Dieses, für viele Menschen unglaubliche Szenario haben Richard Brox und viele andere wohnungslose Menschen schon mindestens einmal selbst erlebt. Im Wohnheim der Heilsarmee in Lübeck las Bestseller Autor Richard Brox, der selbst 30 Jahre auf der Straße lebte, aus seinem Buch „Kein Dach über dem Leben“ vor und erntete unter den Besuchern der Lesung unterschiedliche Reaktionen. Einige Besucher des Wohnheims nickten bei Brox Worten zustimmend, da sie selbst solche Erfahrungen machen mussten, während andere Gäste sprachlos den Kopf schüttelten.

Rosemarie Scharf (links) und Richard Brox (rechts) mit Besuchern der Lesung im Gespräch.

Die Welt der obdachlosen Menschen ist hart und grausam und die Heilsarmee in Lübeck kämpft gegen genau diese erschütternden Szenarien an. „Wir legen in unserem Wohnheim Wert darauf, zu zeigen, dass wir unsere Bewohner mögen“, erklärte Rosemarie Scharf, die Leiterin der Heilsarmee-Einrichtung in Lübeck. „Hier können sich die Bewohner erstmal wieder regenerieren und dann möchten wir sie wieder auf ein Leben in einer eigenen Wohnung vorbereiten. Dazu fangen wir ganz vorne an, erstellen Hilfepläne und schaffen eine Basis, damit die Menschen wieder aufstehen und laufen können.“ Richard Brox weiß aus Erfahrung, wie wertvoll ein von Herzen kommendes Hilfsangebot aus wahrer Nächstenliebe ist. „Obdachlose wollen nicht als Penner, sondern als Menschen wahrgenommen werden.
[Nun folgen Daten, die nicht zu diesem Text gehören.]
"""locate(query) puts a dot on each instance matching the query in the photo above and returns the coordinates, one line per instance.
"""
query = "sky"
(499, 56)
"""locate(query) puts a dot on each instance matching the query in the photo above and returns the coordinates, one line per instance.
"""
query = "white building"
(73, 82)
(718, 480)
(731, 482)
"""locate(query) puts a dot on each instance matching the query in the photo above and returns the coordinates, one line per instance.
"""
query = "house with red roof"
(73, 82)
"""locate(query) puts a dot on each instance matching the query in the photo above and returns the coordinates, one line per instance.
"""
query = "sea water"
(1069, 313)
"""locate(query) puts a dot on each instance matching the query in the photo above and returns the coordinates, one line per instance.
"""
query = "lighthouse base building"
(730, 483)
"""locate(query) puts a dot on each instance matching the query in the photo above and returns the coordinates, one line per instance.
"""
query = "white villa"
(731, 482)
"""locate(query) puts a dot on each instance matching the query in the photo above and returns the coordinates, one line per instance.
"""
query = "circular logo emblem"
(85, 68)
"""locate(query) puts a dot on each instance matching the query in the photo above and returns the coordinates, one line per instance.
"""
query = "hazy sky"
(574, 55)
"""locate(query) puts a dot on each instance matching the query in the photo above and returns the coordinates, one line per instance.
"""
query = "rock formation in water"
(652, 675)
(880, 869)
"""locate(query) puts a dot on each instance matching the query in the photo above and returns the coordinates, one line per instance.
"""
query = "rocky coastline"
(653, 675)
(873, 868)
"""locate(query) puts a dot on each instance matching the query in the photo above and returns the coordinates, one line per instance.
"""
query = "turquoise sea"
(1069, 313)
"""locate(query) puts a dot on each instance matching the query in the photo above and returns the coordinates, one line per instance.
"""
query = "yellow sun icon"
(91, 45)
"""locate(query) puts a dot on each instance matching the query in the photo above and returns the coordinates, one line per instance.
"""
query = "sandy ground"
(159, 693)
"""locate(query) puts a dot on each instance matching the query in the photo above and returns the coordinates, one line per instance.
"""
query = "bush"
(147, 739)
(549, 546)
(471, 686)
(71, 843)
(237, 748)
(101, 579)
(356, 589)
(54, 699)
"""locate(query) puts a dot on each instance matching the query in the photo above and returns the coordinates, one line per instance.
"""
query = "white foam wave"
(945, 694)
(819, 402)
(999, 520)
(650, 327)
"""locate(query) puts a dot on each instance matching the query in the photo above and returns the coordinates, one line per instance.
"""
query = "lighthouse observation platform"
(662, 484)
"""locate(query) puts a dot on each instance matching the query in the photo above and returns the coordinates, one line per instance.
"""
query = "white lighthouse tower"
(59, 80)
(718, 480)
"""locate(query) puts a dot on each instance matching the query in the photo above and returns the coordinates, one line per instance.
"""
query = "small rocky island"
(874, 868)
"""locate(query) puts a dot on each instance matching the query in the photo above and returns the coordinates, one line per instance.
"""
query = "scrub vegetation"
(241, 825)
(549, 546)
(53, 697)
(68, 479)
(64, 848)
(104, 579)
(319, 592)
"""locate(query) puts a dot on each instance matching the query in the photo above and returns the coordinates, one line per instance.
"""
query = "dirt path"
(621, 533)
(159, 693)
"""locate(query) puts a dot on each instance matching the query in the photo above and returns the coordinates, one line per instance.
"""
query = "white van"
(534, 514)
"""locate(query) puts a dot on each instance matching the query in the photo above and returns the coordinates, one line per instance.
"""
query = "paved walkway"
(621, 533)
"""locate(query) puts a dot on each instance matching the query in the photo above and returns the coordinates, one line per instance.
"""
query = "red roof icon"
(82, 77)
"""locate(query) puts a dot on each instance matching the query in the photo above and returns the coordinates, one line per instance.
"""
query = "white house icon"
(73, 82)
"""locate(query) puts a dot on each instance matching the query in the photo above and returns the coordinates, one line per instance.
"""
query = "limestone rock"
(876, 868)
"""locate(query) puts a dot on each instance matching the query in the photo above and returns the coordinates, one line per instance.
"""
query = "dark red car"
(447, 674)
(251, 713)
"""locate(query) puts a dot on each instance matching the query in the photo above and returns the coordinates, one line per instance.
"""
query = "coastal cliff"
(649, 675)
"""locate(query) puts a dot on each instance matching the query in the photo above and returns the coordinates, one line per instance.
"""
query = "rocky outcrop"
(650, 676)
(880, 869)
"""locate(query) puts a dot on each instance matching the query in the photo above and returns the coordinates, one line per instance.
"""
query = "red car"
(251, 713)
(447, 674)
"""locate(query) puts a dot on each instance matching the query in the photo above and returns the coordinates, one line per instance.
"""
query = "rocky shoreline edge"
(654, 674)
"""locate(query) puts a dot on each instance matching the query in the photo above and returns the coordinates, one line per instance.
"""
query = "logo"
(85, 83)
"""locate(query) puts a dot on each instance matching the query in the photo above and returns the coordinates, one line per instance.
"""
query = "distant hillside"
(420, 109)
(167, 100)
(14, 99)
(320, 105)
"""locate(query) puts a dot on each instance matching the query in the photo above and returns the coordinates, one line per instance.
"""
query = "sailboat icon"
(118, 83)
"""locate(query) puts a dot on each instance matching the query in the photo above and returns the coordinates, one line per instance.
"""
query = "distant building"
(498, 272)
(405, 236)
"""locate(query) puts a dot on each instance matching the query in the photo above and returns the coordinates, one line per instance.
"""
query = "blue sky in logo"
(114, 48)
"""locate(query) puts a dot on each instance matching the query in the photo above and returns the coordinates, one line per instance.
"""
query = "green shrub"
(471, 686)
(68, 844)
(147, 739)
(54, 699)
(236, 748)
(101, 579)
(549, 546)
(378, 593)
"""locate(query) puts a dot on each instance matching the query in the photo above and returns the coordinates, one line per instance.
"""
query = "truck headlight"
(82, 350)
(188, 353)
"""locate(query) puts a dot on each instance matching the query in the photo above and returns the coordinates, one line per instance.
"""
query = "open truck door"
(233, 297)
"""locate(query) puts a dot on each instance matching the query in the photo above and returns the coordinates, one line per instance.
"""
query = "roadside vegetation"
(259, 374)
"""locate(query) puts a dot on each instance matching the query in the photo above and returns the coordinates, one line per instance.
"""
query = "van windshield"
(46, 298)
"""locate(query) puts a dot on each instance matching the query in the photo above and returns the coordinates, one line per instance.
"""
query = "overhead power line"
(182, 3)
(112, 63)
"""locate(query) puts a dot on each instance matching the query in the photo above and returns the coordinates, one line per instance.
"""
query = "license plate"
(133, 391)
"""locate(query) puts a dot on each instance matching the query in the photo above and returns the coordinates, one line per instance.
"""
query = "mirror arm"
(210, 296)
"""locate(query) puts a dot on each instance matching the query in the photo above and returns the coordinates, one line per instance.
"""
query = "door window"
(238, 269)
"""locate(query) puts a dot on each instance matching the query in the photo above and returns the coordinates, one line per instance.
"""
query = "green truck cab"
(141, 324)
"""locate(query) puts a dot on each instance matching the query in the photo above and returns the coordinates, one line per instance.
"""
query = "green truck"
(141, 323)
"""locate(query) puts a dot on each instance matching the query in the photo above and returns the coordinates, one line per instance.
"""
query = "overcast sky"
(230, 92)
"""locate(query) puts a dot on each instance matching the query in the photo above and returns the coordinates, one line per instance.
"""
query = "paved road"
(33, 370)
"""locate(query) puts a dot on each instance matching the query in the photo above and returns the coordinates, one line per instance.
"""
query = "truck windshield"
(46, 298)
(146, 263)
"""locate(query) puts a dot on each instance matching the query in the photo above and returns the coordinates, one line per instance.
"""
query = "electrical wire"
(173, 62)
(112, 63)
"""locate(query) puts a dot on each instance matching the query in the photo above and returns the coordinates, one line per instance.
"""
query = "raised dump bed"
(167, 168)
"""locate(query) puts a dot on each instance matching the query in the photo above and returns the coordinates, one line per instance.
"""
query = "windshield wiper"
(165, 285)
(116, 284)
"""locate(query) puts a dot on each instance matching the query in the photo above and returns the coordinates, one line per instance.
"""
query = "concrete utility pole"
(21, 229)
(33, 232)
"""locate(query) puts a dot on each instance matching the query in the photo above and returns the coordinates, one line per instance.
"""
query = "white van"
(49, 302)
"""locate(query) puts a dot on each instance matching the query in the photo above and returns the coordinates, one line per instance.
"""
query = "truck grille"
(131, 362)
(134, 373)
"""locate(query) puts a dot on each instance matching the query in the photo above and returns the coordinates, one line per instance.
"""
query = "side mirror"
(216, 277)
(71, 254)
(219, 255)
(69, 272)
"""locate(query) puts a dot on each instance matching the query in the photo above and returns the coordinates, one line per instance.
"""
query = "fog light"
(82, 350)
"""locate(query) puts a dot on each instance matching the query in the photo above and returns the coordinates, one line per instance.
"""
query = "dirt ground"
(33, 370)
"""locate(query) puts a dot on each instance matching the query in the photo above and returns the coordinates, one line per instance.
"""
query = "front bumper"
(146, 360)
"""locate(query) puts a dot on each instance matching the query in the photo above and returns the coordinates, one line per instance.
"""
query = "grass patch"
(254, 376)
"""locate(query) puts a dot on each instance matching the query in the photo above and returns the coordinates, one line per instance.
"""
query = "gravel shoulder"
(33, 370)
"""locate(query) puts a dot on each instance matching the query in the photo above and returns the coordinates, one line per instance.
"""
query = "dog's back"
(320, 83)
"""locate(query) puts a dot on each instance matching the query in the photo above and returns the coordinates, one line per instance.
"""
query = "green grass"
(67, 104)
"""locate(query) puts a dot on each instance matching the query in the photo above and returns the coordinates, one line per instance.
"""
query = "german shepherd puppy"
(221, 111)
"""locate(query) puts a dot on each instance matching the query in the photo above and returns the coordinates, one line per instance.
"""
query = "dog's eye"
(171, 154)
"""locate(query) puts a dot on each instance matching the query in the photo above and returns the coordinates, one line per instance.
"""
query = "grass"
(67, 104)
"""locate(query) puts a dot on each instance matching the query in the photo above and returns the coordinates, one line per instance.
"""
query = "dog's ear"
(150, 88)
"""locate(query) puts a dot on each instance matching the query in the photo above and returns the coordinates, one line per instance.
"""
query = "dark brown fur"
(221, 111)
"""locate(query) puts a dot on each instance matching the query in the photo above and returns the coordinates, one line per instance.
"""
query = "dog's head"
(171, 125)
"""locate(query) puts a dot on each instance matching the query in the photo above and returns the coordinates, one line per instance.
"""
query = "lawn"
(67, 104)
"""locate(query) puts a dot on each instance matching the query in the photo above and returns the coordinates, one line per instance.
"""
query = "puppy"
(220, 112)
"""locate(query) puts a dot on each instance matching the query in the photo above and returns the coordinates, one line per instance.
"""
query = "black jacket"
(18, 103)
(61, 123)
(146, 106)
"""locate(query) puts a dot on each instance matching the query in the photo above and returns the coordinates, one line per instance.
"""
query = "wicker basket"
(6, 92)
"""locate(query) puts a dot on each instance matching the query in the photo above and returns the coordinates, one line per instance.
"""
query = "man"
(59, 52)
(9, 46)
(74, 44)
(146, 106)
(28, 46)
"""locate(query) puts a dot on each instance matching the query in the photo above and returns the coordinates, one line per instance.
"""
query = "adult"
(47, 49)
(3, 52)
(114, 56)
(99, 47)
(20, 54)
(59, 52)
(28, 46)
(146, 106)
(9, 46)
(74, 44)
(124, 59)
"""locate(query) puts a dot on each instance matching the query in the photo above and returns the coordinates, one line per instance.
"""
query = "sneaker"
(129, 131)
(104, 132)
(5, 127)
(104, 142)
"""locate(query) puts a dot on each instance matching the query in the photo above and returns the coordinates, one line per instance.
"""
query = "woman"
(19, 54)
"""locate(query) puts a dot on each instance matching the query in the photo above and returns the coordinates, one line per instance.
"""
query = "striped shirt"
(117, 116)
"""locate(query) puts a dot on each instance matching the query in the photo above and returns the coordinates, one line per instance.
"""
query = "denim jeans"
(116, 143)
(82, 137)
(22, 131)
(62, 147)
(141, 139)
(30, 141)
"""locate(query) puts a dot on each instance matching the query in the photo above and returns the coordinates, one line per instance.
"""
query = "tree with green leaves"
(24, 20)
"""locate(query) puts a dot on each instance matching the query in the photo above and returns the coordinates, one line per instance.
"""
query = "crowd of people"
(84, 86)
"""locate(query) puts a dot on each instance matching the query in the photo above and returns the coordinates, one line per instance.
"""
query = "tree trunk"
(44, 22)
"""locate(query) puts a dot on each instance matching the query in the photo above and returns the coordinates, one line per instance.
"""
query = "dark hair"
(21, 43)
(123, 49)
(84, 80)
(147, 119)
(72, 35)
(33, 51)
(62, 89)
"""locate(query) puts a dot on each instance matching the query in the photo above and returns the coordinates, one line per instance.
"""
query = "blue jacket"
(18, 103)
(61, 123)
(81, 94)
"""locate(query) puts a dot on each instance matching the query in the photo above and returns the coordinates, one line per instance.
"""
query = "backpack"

Man muss Geduld haben, Rückschläge erleiden können. Es lohnt sich trotzdem, Menschen zu helfen und Nächstenliebe zu üben, die von Herzen kommt. Man erkennt beim Sozialdienst, wer es von Herzen meint. Bei der Heilsarmee durfte ich diese Nächstenliebe erfahren. Wenn Menschen ganz unten angekommen sind, dann springt die Heilsarmee ein, um ihnen zu helfen. Dann, wenn sonst keiner mehr hilft.“

Nach der Lesung signierte Richard Brox seine Bücher auf Wunsch der Besucher.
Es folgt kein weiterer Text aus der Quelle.